Was bedeutet das BGH-Urteil zu Cookies?

Das BGH-Urteil zu Cookies liegt jetzt vor. Am 01.10.2019 hatte der Europäische Gerichtshof (EuGH) entschieden, dass Internetanbieter die Einwilligung ihrer Nutzer für Cookies nur dann wirksam einholen, wenn der Nutzer aktiv zustimmen kann (Urteil vom 1.10.2019 – C-673/17). Diese Entscheidung resultiert aus einer Vorlage des Bundesgerichtshofs (BGH) im Verfahren planet 49. Nachdem der EuGH die Sache an den BGH zurückgeleitet hatte, fällte dieser jetzt am 28.05.2020 sein Urteil (Az. I ZR 7/16).

Der Fall

Es geht um einen Sachverhalt aus dem Jahre 2013, also aus der Zeit vor Inkrafttreten der Datenschutzgrundverordnung (DSGVO). Ein Unternehmen hatte ein Internet- Gewinnspiel veranstaltet, wobei das Onlineformular für die Teilnahme wie folgt gestaltet war:

Unter den Feldern für die Eingabe des Namens und der Adresse befanden sich zwei mit Ankreuzfeldern versehene Einverständniserklärungen. Der erste Text betraf die Einwilligung für den Erhalt von Werbung von Sponsoren und Kooperationspartnern:

„Ich bin einverstanden, dass einige Sponsoren und Kooperationspartner mich postalisch oder telefonisch oder per E-Mail/SMS über Angebote aus ihrem jeweiligen Geschäftsbereich informieren. Diese kann ich hier selbst bestimmen, ansonsten erfolgt die Auswahl durch den Veranstalter. Das Einverständnis kann ich jederzeit widerrufen. Weitere Infos dazu hier:“

Über einen Link konnten diese aus einer Liste von insgesamt 57 Unternehmen ausgewählt werden. Die Checkbox zu der Einwilligungserklärung war nicht vorab aktiviert.

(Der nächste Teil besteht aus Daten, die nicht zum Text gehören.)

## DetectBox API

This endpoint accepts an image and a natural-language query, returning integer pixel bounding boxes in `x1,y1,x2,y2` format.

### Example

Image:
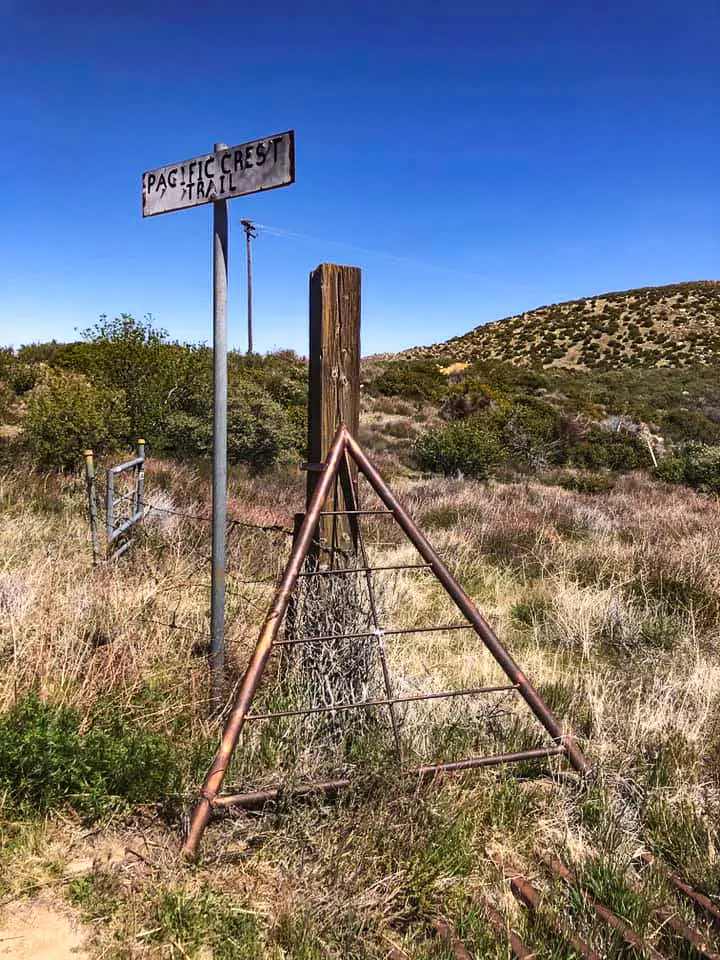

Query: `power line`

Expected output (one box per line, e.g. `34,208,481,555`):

Die zweite Einwilligungserklärung betraf das Setzen von Cookies zur Auswertung des Surf- und Nutzungsverhaltens des Gewinnspielteilnehmers auf den Websites der Sponsoren und Kooperationspartner:

„Ich bin einverstanden, dass der Webanalysedienst Remintrex bei mir eingesetzt wird. Das hat zur Folge, dass der Gewinnspielveranstalter, die [Beklagte], nach Registrierung für das Gewinnspiel Cookies setzt, welches [der Beklagten] eine Auswertung meines Surf- und Nutzungsverhaltens auf Websites von Werbepartnern und damit interessengerichtete Werbung durch Remintrex ermöglicht. Die Cookies kann ich jederzeit wieder löschen. Lesen Sie Näheres hier.“

In den Cookies wurden zufallsgenerierte Nummern (IDs) gespeichert, die die Registrierungsdaten der Nutzer pseudonomisiert zugeordnet wurden.

Die Checkbox zu diesem Text war vorab aktiviert.

Die Vorlage an den EuGH und die Entscheidung

Da der Rechtsstreit verschiedene Fragen zur Auslegung der europäischen Datenschutzrichtlinie für elektronische Kommunikation, der Datenschutzrichtlinie sowie der Datenschutzgrundverordnung betraf, setzte der BGH sein Verfahren im Herbst 2017aus legte diese Fragen dem EuGH zur Entscheidung vor:

Kann eine Einwilligung wirksam erteilt werden, wenn die Häkchen der Checkbox vorab bereits aktiviert sind? Und wie wäre die Frage nach der DSGVO zu beurteilen?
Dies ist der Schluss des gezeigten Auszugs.